Again, we should be able to talk about how awesome our thing is, without denigrating something else. Which, to be fair, seems to be incredibly hard to do based on the evidence at hand.
Perhaps preemptively labelling the opposite style would be beneficial. Because the opposite of “player skill” in this context is “character skill.” If people insist on saying “skilled play” when that’s not really what’s being talked about that will inevitably lead to the opposite being “unskilled play,” and at that point it’s practically an own goal.

People will get offended and take offense just because they can, regardless of whether they actually are or not. We shouldn’t pretend this is some closed community with 100% good-faith actors. Trolls exist and will troll. We can’t stop that and people learn to skirt the letter of the rules real fast. Any attempt to build consensus is doomed to fail on a public forum.

A lot of people are perfectly capable of talking up their cool thing without talking down someone else’s. Generally it’s the people in the second group taking offense and going on the attack that’s the problem.

“Man, I love old-school skilled play…”

“How dare you say new-school is unskilled play!”

“I love when I have agency as a player in game X…”

“How dare you say you lack agency in game Y!”

“I love chocolate ice cream.”

“How dare you say you hate strawberry ice cream.”
 

overgeeked

B/X Known World
I mean. Look at linguistics and dictionaries. They’re descriptive rather than prescriptive. They describe how the language is actually used rather than prescribe how the language should be used. You will never get consensus on a single definition of a term.
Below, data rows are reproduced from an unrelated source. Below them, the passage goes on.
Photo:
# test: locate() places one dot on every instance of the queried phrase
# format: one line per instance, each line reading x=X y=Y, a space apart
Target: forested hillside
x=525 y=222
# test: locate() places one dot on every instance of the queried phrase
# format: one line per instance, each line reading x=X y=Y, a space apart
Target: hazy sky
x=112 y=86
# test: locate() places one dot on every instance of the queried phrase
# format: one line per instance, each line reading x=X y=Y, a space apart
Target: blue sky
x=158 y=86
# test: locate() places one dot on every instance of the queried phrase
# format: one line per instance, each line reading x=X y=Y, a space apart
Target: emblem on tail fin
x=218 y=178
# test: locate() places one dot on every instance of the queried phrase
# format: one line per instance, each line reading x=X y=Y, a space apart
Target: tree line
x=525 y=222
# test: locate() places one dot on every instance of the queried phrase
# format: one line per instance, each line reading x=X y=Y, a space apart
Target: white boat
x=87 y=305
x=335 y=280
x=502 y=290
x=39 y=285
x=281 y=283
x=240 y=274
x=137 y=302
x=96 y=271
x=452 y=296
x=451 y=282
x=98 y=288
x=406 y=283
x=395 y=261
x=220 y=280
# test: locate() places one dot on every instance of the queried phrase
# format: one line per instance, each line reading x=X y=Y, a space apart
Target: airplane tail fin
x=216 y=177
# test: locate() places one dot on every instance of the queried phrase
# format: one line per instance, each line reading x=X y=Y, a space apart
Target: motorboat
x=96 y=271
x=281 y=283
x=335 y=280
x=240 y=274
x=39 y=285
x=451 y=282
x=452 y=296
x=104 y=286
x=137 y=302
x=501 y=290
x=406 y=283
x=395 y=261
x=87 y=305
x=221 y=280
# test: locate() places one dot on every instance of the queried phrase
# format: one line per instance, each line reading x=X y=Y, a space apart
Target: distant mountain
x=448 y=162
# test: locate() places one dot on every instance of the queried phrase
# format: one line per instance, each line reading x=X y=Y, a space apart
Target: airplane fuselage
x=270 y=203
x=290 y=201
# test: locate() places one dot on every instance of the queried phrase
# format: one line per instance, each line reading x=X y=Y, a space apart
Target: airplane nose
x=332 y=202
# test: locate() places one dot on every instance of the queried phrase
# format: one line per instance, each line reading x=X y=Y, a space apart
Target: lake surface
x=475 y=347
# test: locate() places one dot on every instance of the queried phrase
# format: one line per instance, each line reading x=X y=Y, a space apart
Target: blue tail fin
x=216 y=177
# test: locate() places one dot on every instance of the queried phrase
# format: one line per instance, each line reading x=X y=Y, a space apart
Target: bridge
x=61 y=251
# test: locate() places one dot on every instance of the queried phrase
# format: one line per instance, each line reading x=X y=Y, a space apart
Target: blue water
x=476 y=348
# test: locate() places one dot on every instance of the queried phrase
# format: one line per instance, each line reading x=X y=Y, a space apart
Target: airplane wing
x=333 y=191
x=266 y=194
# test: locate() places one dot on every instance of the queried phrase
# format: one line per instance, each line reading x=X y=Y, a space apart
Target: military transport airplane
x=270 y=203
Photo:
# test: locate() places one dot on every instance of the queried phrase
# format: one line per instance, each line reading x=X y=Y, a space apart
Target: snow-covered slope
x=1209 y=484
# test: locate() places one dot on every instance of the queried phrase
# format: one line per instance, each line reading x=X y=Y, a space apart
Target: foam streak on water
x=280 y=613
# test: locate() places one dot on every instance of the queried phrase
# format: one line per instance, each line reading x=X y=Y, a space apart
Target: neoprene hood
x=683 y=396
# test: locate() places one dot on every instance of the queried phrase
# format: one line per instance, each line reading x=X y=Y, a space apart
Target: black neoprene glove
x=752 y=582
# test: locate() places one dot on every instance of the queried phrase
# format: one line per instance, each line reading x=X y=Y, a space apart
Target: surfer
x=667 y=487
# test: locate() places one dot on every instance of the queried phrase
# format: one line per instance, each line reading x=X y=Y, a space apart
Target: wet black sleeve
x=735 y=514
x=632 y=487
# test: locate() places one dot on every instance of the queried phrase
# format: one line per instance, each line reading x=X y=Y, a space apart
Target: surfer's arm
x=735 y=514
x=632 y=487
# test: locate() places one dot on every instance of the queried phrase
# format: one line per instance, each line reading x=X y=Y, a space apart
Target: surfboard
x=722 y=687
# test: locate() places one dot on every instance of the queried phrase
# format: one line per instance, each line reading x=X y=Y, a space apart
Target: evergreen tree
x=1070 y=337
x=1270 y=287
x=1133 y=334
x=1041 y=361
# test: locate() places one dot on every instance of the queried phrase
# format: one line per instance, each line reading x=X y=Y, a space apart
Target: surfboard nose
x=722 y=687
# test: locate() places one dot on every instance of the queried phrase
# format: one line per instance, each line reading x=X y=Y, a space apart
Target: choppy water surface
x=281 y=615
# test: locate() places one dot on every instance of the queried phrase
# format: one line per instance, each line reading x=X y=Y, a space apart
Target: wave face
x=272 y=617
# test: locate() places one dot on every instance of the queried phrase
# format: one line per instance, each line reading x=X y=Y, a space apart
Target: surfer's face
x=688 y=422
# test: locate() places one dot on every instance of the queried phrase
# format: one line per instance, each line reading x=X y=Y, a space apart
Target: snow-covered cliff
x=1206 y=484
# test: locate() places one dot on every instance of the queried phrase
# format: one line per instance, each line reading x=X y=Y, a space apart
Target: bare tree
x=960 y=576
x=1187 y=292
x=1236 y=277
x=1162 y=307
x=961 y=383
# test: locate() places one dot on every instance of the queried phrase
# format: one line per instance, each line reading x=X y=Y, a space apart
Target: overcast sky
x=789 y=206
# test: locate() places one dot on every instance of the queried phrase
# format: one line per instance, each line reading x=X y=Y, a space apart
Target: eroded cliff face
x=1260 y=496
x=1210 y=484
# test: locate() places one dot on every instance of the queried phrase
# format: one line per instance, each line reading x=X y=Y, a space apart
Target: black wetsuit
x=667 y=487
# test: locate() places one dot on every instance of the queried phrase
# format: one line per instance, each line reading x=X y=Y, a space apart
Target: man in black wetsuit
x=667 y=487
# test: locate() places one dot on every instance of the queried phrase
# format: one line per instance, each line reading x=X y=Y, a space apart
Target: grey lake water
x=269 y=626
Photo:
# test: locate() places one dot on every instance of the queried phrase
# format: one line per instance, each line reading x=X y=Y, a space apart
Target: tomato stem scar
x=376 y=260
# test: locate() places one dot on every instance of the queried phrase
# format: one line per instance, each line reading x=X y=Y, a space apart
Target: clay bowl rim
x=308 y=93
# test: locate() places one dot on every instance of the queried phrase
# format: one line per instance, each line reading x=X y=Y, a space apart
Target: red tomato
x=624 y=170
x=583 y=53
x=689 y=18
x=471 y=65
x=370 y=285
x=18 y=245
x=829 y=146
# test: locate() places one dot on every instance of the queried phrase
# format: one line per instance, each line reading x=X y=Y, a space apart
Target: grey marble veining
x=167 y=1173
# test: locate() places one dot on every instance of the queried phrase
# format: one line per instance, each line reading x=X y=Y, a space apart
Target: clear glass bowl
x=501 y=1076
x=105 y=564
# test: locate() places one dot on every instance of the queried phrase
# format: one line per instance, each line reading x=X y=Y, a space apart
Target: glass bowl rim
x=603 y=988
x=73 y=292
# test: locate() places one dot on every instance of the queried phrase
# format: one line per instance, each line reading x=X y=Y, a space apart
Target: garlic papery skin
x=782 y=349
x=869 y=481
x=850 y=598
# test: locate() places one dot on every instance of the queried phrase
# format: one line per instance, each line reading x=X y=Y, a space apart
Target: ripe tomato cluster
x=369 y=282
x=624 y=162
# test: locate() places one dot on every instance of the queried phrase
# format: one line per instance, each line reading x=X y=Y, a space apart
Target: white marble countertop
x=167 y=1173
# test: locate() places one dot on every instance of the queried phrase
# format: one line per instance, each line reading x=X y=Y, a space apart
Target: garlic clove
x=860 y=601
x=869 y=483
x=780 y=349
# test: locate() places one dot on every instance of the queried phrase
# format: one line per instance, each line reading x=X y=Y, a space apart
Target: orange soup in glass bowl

But you can build a list of terms and break out the various ways the term is used. Having something like that to point to might be useful. But at least it’s something that can be done. That might be enough to reduce arguments. If people are actually interested in understanding rather than just attacking each other.
 


Micah Sweet

Level Up & OSR Enthusiast
Since you have been promoting narrative-based playstyles (you're a fan; I don't blame you), and equating them with high-agency gaming, which by our understanding of the English language is hard to separate from good gaming, I think we're all in the same boat regarding jargon.